Nello spazio comunicativo ci si mette ad incalzare i turbamenti di coscienza dei ‘musulmani’, accusati di mimetizzarsi in una ‘zona grigia’: uomini e donne rei di non di non dissociarsi da una violenza cui mai si sono associati o persino di non schierarsi con i ‘coraggiosi leader arabi’ impegnati nella guerra al terrore.
Curiosamente, questa eloquenza che si accanisce verso il basso, fin sui più vulnerabili (i rifugiati in fuga dai tagliagola), fa da contraltare all’afasia nell’incalzare l’altra ‘zona grigia’, quella costituita delle linee di alleanza e intervento dei governi occidentali nella regione di guerra.
Così l’elementare distinzione tra ‘credo islamico’ e ‘terrorismo islamista’ viene quasi criminalizzata. Eppure l’islamismo radicale e il suo sviluppo in reti transnazionali del terrore ha una precisa origine socio-politica – espressione di dissidenza violenta all’interno di società arabe e musulmane in opposizione a governi repressivi.

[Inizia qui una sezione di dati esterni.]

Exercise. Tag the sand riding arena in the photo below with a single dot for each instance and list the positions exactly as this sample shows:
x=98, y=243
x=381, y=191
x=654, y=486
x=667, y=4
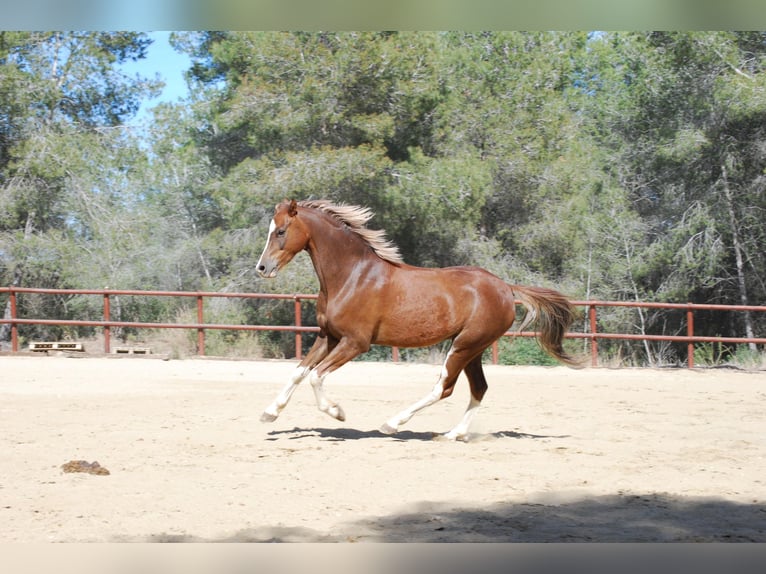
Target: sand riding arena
x=555, y=454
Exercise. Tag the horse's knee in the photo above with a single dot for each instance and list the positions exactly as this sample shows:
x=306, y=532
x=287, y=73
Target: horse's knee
x=447, y=391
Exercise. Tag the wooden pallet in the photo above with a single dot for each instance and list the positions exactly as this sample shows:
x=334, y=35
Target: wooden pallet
x=56, y=346
x=132, y=351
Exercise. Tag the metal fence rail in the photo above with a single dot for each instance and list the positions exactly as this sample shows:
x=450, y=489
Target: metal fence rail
x=298, y=328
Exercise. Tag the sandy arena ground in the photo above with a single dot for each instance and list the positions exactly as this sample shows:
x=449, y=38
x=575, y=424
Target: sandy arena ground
x=556, y=455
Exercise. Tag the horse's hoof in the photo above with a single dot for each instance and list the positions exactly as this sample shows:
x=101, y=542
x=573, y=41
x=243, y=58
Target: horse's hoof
x=268, y=417
x=452, y=437
x=337, y=413
x=386, y=428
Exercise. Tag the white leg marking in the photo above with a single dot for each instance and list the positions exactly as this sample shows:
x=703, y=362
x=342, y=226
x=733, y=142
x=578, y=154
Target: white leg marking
x=460, y=432
x=272, y=411
x=323, y=403
x=392, y=424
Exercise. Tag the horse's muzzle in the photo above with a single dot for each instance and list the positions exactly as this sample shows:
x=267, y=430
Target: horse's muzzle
x=269, y=272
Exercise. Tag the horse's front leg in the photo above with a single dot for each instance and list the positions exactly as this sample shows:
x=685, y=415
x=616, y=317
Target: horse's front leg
x=318, y=352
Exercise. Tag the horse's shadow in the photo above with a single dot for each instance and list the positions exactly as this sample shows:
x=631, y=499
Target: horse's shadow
x=344, y=434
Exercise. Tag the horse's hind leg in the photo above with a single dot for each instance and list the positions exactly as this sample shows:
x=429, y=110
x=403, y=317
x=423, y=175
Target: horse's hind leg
x=319, y=351
x=478, y=382
x=452, y=366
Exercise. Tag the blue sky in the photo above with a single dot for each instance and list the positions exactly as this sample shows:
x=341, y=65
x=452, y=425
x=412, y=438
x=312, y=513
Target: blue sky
x=164, y=62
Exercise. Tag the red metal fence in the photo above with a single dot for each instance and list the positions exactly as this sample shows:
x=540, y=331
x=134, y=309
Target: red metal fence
x=298, y=328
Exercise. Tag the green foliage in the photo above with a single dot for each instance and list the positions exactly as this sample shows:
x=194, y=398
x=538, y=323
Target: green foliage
x=622, y=166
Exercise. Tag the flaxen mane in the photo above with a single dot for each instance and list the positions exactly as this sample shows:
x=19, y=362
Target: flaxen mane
x=355, y=218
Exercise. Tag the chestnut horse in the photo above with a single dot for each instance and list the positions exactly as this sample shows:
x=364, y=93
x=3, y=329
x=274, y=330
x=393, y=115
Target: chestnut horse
x=368, y=295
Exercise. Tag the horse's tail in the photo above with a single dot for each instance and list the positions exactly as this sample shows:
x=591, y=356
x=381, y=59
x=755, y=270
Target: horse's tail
x=554, y=315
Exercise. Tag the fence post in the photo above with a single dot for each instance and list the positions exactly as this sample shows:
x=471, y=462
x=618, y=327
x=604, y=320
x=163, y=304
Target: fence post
x=14, y=326
x=690, y=333
x=298, y=334
x=107, y=329
x=200, y=321
x=593, y=339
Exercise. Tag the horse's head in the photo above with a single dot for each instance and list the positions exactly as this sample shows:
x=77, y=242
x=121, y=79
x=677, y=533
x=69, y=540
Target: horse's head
x=287, y=236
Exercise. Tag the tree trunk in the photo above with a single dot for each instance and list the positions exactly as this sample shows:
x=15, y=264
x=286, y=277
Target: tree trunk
x=737, y=244
x=18, y=274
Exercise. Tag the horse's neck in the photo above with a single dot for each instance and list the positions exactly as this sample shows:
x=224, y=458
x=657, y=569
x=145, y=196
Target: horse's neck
x=336, y=253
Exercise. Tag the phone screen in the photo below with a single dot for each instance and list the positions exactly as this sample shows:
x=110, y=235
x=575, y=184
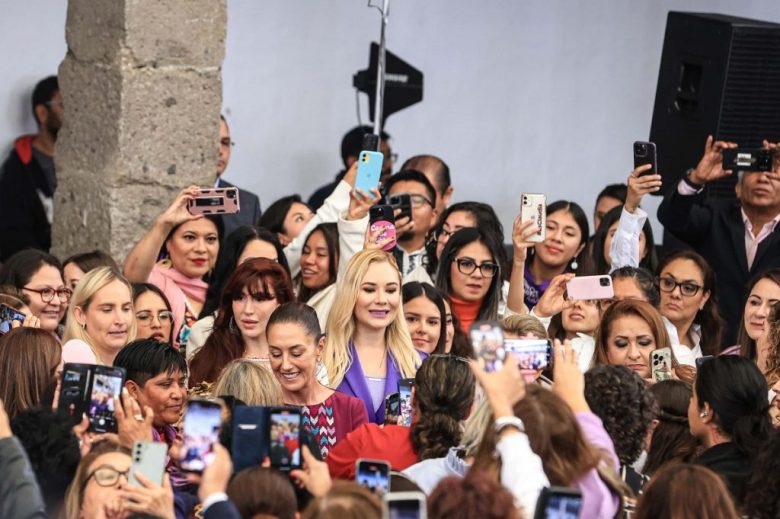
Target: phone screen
x=285, y=438
x=201, y=432
x=374, y=475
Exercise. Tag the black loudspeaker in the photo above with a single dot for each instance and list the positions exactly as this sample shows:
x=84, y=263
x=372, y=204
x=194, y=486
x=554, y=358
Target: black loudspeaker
x=719, y=75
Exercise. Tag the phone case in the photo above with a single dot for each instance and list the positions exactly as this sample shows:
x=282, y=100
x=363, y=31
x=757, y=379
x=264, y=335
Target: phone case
x=149, y=459
x=533, y=206
x=590, y=288
x=221, y=200
x=369, y=170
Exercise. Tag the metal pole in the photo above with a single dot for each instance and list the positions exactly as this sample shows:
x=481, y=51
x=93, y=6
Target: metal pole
x=380, y=72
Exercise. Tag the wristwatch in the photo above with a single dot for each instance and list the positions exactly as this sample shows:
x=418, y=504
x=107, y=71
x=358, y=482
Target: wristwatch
x=509, y=421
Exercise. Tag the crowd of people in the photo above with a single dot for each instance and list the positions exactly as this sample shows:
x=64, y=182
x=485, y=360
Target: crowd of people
x=304, y=306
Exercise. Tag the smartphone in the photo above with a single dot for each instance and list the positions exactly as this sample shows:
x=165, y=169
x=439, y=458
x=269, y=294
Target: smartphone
x=747, y=159
x=487, y=339
x=645, y=153
x=105, y=392
x=284, y=437
x=531, y=354
x=221, y=200
x=590, y=288
x=382, y=216
x=369, y=170
x=149, y=459
x=8, y=315
x=402, y=201
x=661, y=364
x=201, y=431
x=558, y=503
x=533, y=206
x=404, y=505
x=405, y=401
x=374, y=475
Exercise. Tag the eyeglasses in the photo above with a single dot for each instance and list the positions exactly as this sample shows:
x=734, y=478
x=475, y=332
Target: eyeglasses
x=467, y=266
x=687, y=288
x=47, y=294
x=163, y=316
x=106, y=476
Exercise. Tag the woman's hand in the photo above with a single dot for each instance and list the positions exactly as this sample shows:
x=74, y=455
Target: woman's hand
x=639, y=186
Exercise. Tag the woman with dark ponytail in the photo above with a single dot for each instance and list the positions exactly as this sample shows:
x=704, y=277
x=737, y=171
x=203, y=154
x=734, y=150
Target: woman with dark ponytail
x=729, y=414
x=441, y=400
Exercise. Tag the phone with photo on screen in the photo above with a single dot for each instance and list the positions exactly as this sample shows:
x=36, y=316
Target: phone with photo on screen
x=487, y=339
x=284, y=437
x=202, y=422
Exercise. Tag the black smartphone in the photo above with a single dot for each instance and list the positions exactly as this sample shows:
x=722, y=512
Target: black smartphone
x=104, y=396
x=284, y=436
x=645, y=153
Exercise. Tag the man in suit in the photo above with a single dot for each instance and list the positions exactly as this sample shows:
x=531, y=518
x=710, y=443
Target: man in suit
x=740, y=240
x=248, y=201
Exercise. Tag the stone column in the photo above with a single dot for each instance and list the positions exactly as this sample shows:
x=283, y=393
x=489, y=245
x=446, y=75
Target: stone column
x=142, y=92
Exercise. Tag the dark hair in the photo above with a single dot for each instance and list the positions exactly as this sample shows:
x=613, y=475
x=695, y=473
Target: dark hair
x=53, y=451
x=443, y=394
x=259, y=491
x=296, y=313
x=330, y=232
x=411, y=175
x=415, y=289
x=737, y=393
x=476, y=495
x=489, y=308
x=643, y=279
x=43, y=93
x=747, y=345
x=672, y=441
x=352, y=142
x=621, y=399
x=227, y=261
x=594, y=261
x=224, y=344
x=273, y=217
x=19, y=269
x=709, y=318
x=144, y=359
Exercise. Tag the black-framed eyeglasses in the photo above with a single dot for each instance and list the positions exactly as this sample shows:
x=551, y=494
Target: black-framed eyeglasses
x=47, y=294
x=467, y=266
x=687, y=288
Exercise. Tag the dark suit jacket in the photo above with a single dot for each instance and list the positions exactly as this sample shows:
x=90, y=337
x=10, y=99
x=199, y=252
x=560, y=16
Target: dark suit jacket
x=717, y=232
x=250, y=212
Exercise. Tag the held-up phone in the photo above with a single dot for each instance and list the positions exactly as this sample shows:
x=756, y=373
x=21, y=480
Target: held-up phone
x=645, y=153
x=533, y=206
x=107, y=383
x=590, y=288
x=402, y=201
x=369, y=171
x=284, y=436
x=149, y=459
x=531, y=354
x=487, y=339
x=381, y=216
x=8, y=315
x=201, y=431
x=374, y=475
x=405, y=398
x=221, y=200
x=558, y=503
x=747, y=159
x=404, y=505
x=661, y=364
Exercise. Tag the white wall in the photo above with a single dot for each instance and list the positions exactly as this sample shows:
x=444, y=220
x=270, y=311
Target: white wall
x=535, y=95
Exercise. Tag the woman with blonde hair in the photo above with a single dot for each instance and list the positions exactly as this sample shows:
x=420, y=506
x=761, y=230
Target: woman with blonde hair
x=100, y=319
x=368, y=345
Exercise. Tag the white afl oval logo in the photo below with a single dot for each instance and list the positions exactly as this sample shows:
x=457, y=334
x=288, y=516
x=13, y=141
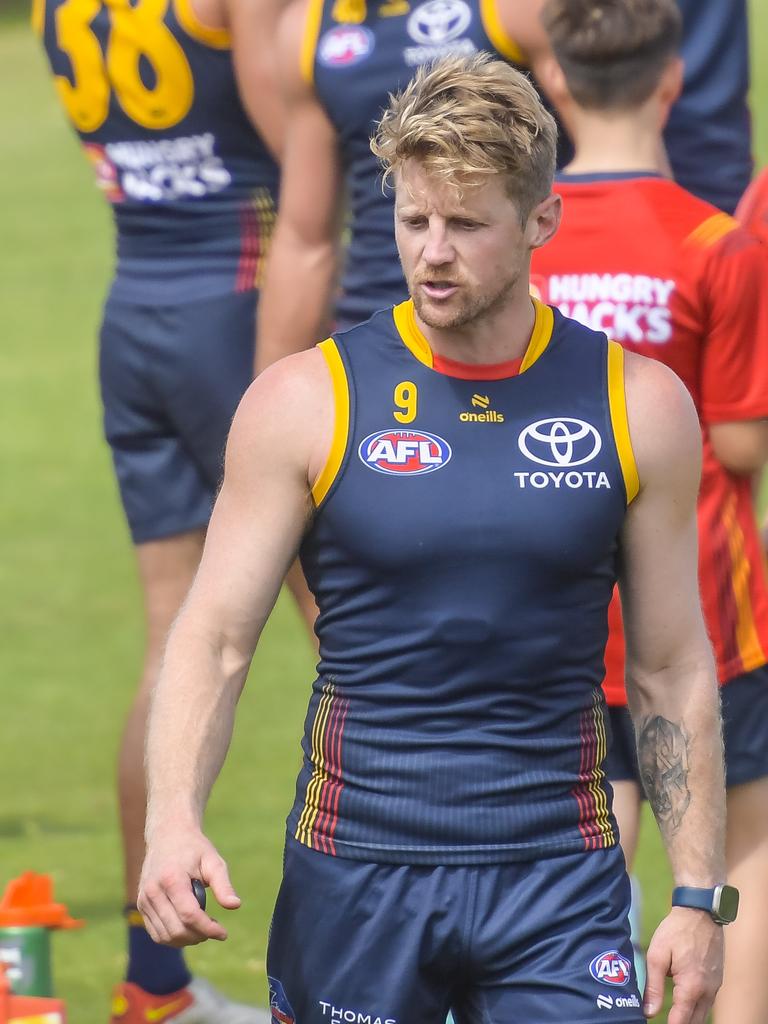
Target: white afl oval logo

A ben guardare, repressione di stato e islamismo radicale rappresentano due facce della stessa medaglia, lungo una traiettoria che dagli anni 50–60 fino ad oggi ha permesso a quei regimi di disintegrare il carattere pluralistico delle società (ben più articolato negli anni 40 e 50) attraverso il monopolio di partiti nazionalisti e la soppressione di tutte le forme di dissenso: la sinistra, i liberali, l’Islam politico. E’ in questo solco che l’islamismo radicale si afferma e poi prolifera in organizzazioni violente fino alla creazione di al-Qaeda negli anni 90: l’obiettivo rimane la creazione di un contropotere che vendichi le società mediorientali colpendone i brutali governanti.
Eppure, contrariamente al comune sentire, i network jihadisti faticano a mobilitare una forte base sociale, marchio – anzi – della loro debolezza. Persino l’ossessione anti-occidentale che oggi pervade il verbo jihadista nasce e si sviluppa come conseguenza dell’appoggio dell’Occidente ai regimi repressivi. E’ infatti solo con l’11 settembre 2001 che si rompe una tradizione di terrorismo introspettivo, essenzialmente volto a modificare le società musulmane piuttosto che attaccare direttamente l’Occidente.
Ma, divenuta ‘globale’, la cosiddetta ‘minaccia islamista’ fornisce un ulteriore pretesto ai tradizionali regimi autoritari per attrarre aiuti finanziari e militari da parte degli alleati-patroni occidentali, già compratori di risorse naturali ed esportatori di armamenti, in nome di una più efficace collaborazione nella ‘guerra al terrore’: di fatto una più disinvolta repressione del dissenso politico, di cui l’islamismo radicale rappresenta solo una parte. Ne deriva un paradosso che alimenta tanto il potere quanto il contropotere: più efficiente e brutale si fa la macchina della repressione, più nelle carceri avvampa il fuoco della ‘vendetta sacra’, più cresce il numero dei convertiti.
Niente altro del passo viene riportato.